Сквозь щели ширмы он видел ярко освещенный стол, за которым
сидела их странная семья: мама, ее муж, заключенный врач Мартин, ее тюремная
подруга, а следовательно, Толина тетка Варя. С ними был и гость,
плотник-спецпоселенец Саня Гурченко. Они пили портвейн и ели шпроты. Мама
весело рассказывала, как начальник отдела кадров детских учреждений, мадам
Ступицына, случайно услышала ее игру на пианино и предложила ей повышение из
кастелянш в музруководители, а замзавотделом, мадам Иханина, резко возражала,
что это будет идеологически неверно – доверять бывшей зечке музыкальное
воспитание дошколят, но телефон в ответ на запросы двух дам пробурчал, что в
условиях резкой нехватки квалифицированных кадров такие вопросы надо решать
по-деловому, и, стало быть, скоро мама оставит записанные простынки и
закаканные штанишки и вознесется к новой ступени общественного доверия,
благородному инструменту фабрики «Красный Октябрь», что «стоит древесно, к
стене приткнуто, звучит прелестно, быв пальцем ткнуто…».
Все засмеялись, а тетя Варя вдруг спохватилась, что Мартин
уже опоздал к разводу. Теперь жди беды – его посадят в карцер, а потом отправят
на прииск!
Че-пу-ха! Мартин расхохотался и объяснил, что вахта на
Карантинке так уже им смазана, что он может вообще не ночевать в зоне, а ходит
туда, просто чтоб не дразнить гусей и потому что порядок есть порядок, der
Ordnung!
– Я вас провожу, Филипп Егорович, – сказал,
вставая, Гурченко и с удовольствием заметил: – Рама у вас, товарищи, теперь в
полном порядке, ce манифик!
Саня и мама, прощаясь, заговорили друг с другом
по-французски, и было очевидно, что оба получают большое удовольствие, говоря
на иностранном языке.
Когда мужчины ушли, мама тихо спросила тетю Варю:
– Как ты думаешь, что происходит с Толькой?
– По-моему, он влюблен, – сказала тетя Варя.
– О Господи! – вздохнула мама. – Вот уже и
сын мой влюблен… О Боже, Боже…
В один из дней 197… года
гвардейский офицер Серафим Игнатьевич Кулаго, заканчивая
вечернюю прогулку в Кенсингтонском парке города Лондона, обратил внимание на
катящийся по небу в сторону заката анонимный спутник.
Когда-то Серафим Игнатьевич, бесстрашный юноша гумилевского
направления, мечтал появиться в небе Кенигсберга на бомбардировщике «Русский
витязь», и потому всю последующую жизнь любой летающий предмет привлекал к себе
его взгляд, хоть и оскорбленный навеки Октябрьской революцией, но по-прежнему
пылкий и любопытный.
– Дети!
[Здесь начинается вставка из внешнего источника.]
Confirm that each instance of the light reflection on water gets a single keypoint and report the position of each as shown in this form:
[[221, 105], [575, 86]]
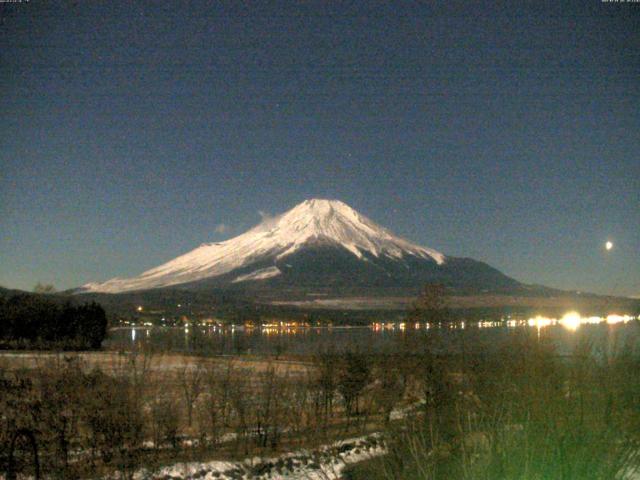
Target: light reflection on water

Чилдрен! Пей аттеншн, бесенята! – позвал
старик, и дети, прижитые Манечкой неизвестно от кого, возможно даже частично и
от большевиков, сбежались к мосластым ногам офицера.
– Perhaps it's a Russian bomb, isn't it,
grandpa? – смеясь, предположил старший внучонок, следя за дедушкиным
пальцем.
В тот же день
скульптор Хвастищев Радий Аполлинариевич, в халате,
заляпанном глиной, алебастром, вчерашним тортом, тушью, губной помадой,
берлинской лазурью и болгарским винегретом, сидел на хвосте своего мраморного
детища и мудрил над паяльной лампой. Руки его занимались неловкой механической
работой, но дух его, тем временем оседлав мысль, в творческом поиске витал над
площадями Москвы, выискивая подходящее место для невиданной еще в мире
гигантской скульптурной группы, кругового фриза «Мебиус», модель вечности, путь
человечества.
Вчерашние соблазнительные предложения техасского магната,
нефтяного упыря, сегодня утром были коротко и грубовато отвергнуты по телефону.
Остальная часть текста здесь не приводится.